La longue tradition de tous les bons poètes de notre terroir vivait en Raoul Ponchon. Il en avait fait sa chair et son sang. Ou plutôt il en était sorti tout armé de mètres et de rythmes. Il n’existait évidemment que par elle, mais il existait ferme et dru, solide petit bonhomme, excellent esprit, l’avant-dernier poète (si Derème est le dernier) qui ait su causer en vers, blaguer en vers, rire en vers.

Nullement bohème, a-t-on dit. En effet, né à la Roche-sur-Yon à l’époque où ce grand village s’appelait Napoléon Vendée, mais d’un père dauphinois, il a passé une moitié de sa vie à Paris dans la même chambre d’hôtel, dans les mêmes cafés, dans les mêmes errances. J’ajouterai qu’il a fourni pendant trente ans, Loret anacréontique, comme l’appelait le Goffie, sa gazette rimée hebdomadaire du Courrier Français et au Journal avec une ponctualité de fonctionnaire. Mais cela ne l’empêchera pas de rester notre unique flâneur de lettres, de ne publier en volume qu’une Muse au Cabaret (1920), et, enfin de mourir à l’hôpital entre les Fables de la Fontaine et l’Imitation de Jésus-Christ. Il n’a pas fait une carrière, comme tant d’autres de moindre valeur. On le voyait et devinait fort malin, mais malin pour les idées, malin pour les trouvailles de mots. Il s’est donc laissé étiqueter poète bachique, et certes il l’est, à la manière de cent poètes savoureux du temps de Racan et de Scarron ; mais il est plus et mieux. Il a chanté le vin, et ce vin qui lui paraissait échapper seul à la vanité universelle, a réchauffé pour le chant de l’actualité morale, psychologique, pittoresque, criminelle, politique, une inspiration faite de fantaisie et de bonhomie de bon sens et de logique naturelle.
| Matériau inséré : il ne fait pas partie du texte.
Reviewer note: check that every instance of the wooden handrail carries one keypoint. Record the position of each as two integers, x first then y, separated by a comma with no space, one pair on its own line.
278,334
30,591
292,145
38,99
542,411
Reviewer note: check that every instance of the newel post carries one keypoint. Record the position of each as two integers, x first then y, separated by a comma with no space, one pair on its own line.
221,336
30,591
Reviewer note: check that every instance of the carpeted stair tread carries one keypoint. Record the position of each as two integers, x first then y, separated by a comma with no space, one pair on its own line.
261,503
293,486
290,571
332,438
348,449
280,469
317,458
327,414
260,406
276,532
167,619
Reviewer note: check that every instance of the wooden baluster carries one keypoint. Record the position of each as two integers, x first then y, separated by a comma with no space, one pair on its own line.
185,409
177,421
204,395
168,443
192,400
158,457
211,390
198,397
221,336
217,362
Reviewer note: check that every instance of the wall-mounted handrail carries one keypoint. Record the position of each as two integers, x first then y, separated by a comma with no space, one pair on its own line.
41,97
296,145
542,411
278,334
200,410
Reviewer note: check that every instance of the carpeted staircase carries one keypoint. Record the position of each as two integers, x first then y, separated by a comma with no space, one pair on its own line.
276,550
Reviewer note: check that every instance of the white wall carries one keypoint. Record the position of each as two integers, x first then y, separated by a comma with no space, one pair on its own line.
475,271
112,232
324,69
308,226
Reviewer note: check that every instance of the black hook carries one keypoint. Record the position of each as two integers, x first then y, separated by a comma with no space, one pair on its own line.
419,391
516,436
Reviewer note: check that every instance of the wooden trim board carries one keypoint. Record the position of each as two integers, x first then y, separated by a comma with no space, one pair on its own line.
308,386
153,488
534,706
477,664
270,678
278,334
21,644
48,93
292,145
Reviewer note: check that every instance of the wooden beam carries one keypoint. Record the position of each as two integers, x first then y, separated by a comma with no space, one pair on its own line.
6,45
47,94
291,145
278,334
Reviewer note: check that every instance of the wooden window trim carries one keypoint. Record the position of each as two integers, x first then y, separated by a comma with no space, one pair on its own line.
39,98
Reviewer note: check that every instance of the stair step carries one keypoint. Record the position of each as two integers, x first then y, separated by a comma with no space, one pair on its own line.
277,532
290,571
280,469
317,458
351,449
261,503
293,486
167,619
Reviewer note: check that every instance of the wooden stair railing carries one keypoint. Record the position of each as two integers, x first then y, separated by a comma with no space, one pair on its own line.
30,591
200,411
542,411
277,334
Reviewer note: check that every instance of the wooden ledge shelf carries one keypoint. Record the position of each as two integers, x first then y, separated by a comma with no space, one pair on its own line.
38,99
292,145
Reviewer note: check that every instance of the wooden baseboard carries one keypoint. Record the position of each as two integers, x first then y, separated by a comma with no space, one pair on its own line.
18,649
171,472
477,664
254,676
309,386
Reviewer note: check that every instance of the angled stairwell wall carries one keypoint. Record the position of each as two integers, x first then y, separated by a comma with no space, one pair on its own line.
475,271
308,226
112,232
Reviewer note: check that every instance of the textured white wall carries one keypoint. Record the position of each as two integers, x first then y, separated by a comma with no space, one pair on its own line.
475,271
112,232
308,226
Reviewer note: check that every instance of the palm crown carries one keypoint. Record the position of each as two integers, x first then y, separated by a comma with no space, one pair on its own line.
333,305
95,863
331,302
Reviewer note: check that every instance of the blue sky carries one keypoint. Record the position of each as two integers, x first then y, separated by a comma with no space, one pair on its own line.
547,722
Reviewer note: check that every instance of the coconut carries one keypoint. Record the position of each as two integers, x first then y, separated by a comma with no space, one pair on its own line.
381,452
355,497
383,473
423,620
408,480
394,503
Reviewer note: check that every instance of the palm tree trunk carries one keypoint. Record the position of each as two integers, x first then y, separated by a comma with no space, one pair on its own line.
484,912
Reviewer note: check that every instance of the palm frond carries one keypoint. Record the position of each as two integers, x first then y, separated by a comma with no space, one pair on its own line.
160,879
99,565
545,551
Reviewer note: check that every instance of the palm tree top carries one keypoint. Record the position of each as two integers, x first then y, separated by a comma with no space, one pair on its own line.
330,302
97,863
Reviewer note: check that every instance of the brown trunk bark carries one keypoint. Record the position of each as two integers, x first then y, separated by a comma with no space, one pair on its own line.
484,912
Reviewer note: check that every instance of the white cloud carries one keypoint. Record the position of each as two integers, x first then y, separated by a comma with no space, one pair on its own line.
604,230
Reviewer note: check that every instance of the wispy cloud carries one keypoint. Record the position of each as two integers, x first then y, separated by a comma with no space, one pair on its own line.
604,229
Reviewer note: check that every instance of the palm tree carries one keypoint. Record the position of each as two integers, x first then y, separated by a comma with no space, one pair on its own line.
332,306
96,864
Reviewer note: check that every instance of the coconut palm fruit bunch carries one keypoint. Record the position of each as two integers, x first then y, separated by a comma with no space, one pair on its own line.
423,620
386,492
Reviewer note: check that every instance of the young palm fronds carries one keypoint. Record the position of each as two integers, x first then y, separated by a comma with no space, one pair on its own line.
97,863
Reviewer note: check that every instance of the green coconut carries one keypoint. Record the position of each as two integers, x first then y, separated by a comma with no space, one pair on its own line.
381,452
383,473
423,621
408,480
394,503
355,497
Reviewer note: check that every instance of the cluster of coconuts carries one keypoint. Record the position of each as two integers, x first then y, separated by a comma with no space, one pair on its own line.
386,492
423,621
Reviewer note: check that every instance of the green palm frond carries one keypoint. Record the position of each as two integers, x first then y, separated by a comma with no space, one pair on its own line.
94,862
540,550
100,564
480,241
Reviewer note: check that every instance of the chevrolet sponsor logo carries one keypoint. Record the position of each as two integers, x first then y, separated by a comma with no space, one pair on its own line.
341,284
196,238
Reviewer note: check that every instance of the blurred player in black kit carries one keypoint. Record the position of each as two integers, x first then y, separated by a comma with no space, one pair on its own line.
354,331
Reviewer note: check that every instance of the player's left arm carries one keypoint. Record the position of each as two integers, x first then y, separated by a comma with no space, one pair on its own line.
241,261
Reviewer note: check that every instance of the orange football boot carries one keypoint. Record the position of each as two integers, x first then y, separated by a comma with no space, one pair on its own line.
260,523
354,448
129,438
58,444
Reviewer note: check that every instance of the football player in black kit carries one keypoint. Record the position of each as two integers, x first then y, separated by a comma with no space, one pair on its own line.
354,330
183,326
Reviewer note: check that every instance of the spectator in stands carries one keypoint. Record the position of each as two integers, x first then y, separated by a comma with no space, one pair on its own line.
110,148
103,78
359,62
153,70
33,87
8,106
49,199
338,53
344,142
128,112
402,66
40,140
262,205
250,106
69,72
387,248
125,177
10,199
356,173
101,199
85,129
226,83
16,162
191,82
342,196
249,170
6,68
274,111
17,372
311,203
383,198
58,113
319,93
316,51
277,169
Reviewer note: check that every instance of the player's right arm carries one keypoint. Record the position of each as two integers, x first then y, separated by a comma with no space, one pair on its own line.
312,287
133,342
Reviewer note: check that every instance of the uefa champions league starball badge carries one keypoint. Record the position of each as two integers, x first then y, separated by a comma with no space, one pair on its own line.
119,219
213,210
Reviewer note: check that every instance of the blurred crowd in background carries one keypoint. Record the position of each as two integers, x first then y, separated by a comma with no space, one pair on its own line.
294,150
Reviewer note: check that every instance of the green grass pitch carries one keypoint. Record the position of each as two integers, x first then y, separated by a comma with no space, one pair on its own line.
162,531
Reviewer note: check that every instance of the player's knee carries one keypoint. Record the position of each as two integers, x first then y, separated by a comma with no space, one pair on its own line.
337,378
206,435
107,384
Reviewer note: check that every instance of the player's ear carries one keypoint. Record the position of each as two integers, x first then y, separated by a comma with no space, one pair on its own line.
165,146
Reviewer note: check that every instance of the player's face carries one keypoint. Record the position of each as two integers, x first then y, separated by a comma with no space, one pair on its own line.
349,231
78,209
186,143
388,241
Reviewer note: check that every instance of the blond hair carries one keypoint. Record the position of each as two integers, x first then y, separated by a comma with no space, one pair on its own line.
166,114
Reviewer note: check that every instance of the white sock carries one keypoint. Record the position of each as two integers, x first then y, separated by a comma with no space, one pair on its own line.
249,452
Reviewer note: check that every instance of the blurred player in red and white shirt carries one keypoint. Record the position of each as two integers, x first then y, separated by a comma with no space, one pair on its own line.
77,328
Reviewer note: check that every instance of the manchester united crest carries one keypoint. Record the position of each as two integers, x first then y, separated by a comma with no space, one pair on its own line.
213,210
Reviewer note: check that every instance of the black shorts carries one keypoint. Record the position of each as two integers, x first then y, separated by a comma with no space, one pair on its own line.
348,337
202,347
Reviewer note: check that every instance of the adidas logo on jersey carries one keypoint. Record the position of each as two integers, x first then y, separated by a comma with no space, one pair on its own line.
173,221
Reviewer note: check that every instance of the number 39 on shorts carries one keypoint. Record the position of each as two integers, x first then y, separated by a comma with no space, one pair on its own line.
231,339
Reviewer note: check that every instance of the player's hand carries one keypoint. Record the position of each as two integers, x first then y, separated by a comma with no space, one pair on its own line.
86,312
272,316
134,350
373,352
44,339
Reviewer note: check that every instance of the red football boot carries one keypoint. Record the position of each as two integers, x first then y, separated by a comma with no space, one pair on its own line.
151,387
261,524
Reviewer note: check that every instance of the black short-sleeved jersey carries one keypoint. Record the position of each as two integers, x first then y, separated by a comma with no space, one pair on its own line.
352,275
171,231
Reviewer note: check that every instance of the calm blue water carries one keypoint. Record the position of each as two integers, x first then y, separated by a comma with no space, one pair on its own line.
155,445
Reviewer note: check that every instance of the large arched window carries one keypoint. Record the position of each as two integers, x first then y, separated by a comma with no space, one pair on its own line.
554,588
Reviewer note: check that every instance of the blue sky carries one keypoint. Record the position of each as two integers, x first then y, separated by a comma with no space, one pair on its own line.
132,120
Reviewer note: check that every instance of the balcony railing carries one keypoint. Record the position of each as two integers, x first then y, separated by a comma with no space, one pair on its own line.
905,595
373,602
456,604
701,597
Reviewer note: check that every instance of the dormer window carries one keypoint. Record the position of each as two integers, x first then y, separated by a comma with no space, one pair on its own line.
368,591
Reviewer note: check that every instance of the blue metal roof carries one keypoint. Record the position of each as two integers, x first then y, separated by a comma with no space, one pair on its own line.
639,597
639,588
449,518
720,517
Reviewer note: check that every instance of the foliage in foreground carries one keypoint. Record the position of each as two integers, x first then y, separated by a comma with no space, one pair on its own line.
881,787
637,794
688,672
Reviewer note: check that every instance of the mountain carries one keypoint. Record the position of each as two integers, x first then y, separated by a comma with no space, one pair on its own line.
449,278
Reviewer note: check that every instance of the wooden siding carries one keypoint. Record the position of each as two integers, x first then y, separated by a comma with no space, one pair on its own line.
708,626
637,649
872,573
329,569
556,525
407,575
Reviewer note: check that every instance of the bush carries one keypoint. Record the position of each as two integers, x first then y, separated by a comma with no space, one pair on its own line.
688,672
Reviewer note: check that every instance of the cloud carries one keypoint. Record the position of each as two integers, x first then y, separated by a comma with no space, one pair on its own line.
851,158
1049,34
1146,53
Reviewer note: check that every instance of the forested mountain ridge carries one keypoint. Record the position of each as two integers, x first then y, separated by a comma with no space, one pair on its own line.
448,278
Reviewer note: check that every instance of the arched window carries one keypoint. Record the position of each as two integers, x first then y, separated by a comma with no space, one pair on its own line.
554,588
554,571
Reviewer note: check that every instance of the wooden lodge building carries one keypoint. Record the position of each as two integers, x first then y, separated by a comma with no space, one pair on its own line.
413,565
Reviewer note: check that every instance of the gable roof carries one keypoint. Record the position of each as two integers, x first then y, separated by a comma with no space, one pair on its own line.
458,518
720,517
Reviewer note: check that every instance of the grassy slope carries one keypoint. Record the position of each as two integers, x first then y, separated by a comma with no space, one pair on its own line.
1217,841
A Moréas, il arriva de se découvrir frère de Ponchon. Car Ponchon lui aussi adorait les fleurs et les disait surnaturelles ; lui aussi, connaissant les nobles esprits du passé, tenait cette connaissance pour un « commencement vers le Bien » , lui aussi souffrait et tout ensemble souriait de la tragi-comédie où le jetait son âme acoquinée avec son corps :


Mon corps, ce monstre hideux,
Mon âme, cette marquise…


On comprend, après cela, que le poète de la rue Cujas, du Café de Cluny et du déjeuner Goncourt, soit aussi l’auteur des plus beaux, peut-être, des Noëls français. Qu’on voie en lui un témoin et un ami de cette tradition gauloise et française, villonesque et verlainienne qu’on redoute à chaque grande disparition de voir à jamais tarie. Et qu’on se dise qu’au paradis, où il est monté tout droit, comme à son dernier café, à sa dernière solitude, à son dernier refuge, des anges, en grande allégresse, lui ont offert un vin d’honneur.